Sunday, November 3, 2013

Sweeping Demo Buruh

Reaksi pertama saya adalah... Ini orang pada gila ya?

Maafkan reaksi saya kalau terdengar kasar dan berlebihan. Akan tetapi saya masih tidak habis pikir mengapa ada orang yang bisa melakukan hal semacam ini. Dan yang lebih saya tidak mengerti adalah mengapa hal semacam ini dibiarkan saja terjadi?

Sweeping demo buruh.

Yang dimaksud dengan sweeping demo buruh bukanlah aksi anti demokrasi yang dilakukan pemerintah sehingga para buruh tidak lagi bisa berdemo. Sweeping demo buruh adalah tindakan anarkis para pendemo yang melakukan sweeping di perusahaan-perusahaan yang buruhnya tidak ikut berdemonstrasi. Orang mau bekerja kok dilarang?

Saya rasa inilah mental rakyat bawah kita.

Beberapa waktu lalu saat para produsen tahu dan tempe melakukan demonstrasi karena naiknya harga kedelai, serikat pengusaha tahu dan tempe juga melakukan aksi serupa. Mereka merusak dan menghancurkan usaha milik pengusaha tahu dan tempe yang lain, yang tidak ingin ikut berdemo bersama mereka. Tidak ada tindakan apapun yang dilakukan pemerintah untuk menghukum orang-orang yang bertindak anarkis ini. Tidak ada tuntutan hukum yang dilakukan oleh pengusaha yang dirugikan. Padahal jelas-jelas yang mereka lakukan ini adalah tindakan pidana (pengerusakan, tindakan tidak menyenangkan dll).

Orang-orang ini mengatasnamakan demokrasi. Mereka berdemo dan meminta untuk dibiarkan berdemo atas nama kebebasan berpendapat. Mereka ingin dimengerti saat mereka berpendapat bahwa satu-satunya cara untk meningkatkan taraf hidup mereka adalah dengan menuntut kenaikan gaji. Tapi mereka tidak mengerti orang lain (buruh lain) yang berpendapat bahwa daripada berdemo minta naik gaji tapi akhirnya malah kehilangan upah harian, lebih baik bekerja sungguh-sungguh dan dapat gaji betulan. Mereka tidak menghargai orang yang memilih untuk bekerja dengan tenang, supaya perusahaan mereka tidak tutup karena tekanan biaya dan akhirnya malah melakukan PHK besar-besaran.

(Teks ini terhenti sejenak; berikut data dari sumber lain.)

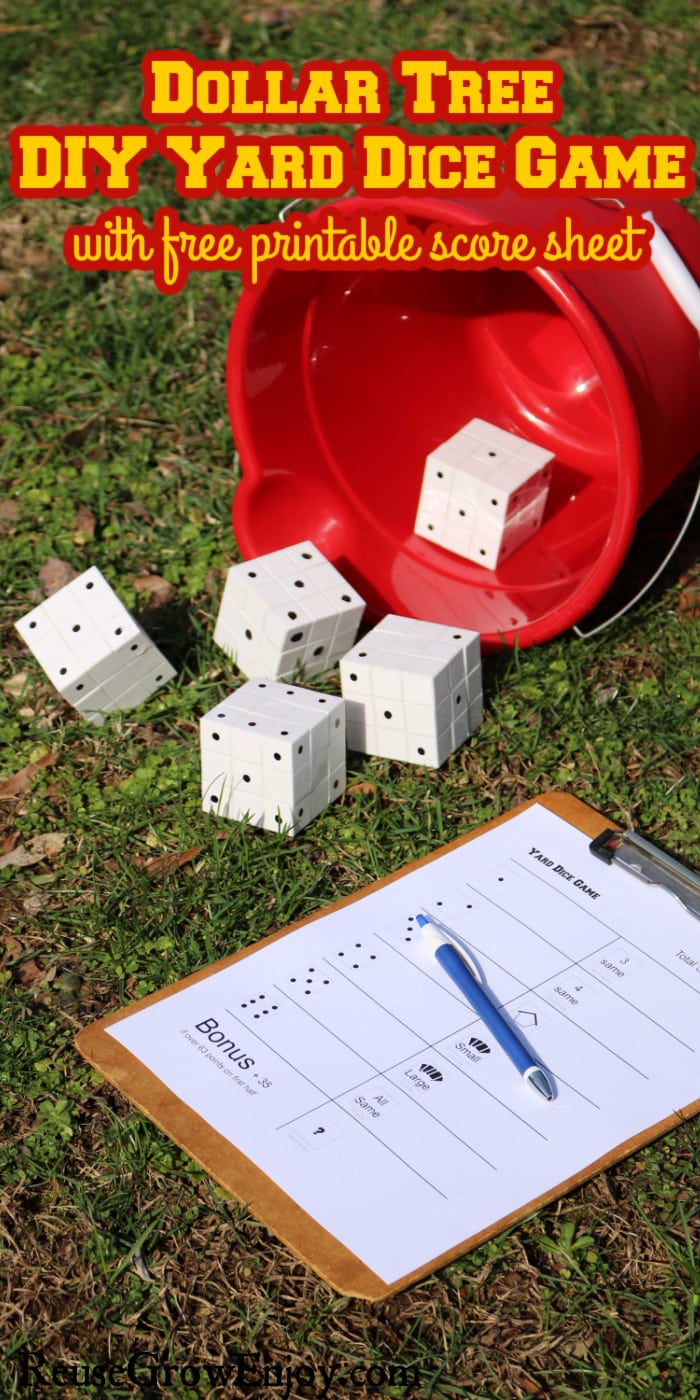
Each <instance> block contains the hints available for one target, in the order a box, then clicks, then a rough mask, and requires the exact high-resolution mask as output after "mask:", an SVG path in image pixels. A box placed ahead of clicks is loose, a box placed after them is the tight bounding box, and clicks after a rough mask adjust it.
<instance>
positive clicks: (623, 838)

Kebebasan berpendapat dari mana?

Mereka minta kebebasan berpendapat namun tidak menghargai orang lain yang berbeda pendapat dengan mereka? Mengatai orang lain kapitalis tapi tidak menyadari bahwa tindakan mereka berdemo dan sweeping semacam ini tidak ada bedanya dengan buruh-buruh pada jaman PKI berjaya dulu? Ya... Mari belajar sejarah lagi, karena saya tidak mau bicara banyak mengenai hal ini. Yang pasti pada jaman PKI dulu, pabrik kakek saya disuruh berhenti produksi karena buruh-buruhnya diharuskan ikut demo oleh serikat buruh yang didukung partai. Ga ada bedanya sama jaman sekarang, kan?

Ini kata saya...

Silakan sweeping, silakan demo. Jangan salahkan perusahaan melakukan PHK besar-besaran.

Yang demo meminta karyawan yang di PHK di pekerjakan kembali, berikan saja pekerjaan kalian pada mereka yang di-PHK kalau kalian mau dibilang setia kawan.

Yang sudah kehilangan pekerjaannya karena perusahaan yang mereka demo sekarang pindah ke Vietnam, silahkan kasih makan anak istri pake angin, karena batu pun sekarang tidak gratis lagi.

Yang takut perusahaanya tutup, berhenti demo. Kerja. Kasih tahu teman-teman kalian yang demo itu supaya tutup mulut. Mau jadi pengangguran jangan ngajak-ngajak, karena kalian punya anak istri dan orang tua yang harus ditanggung.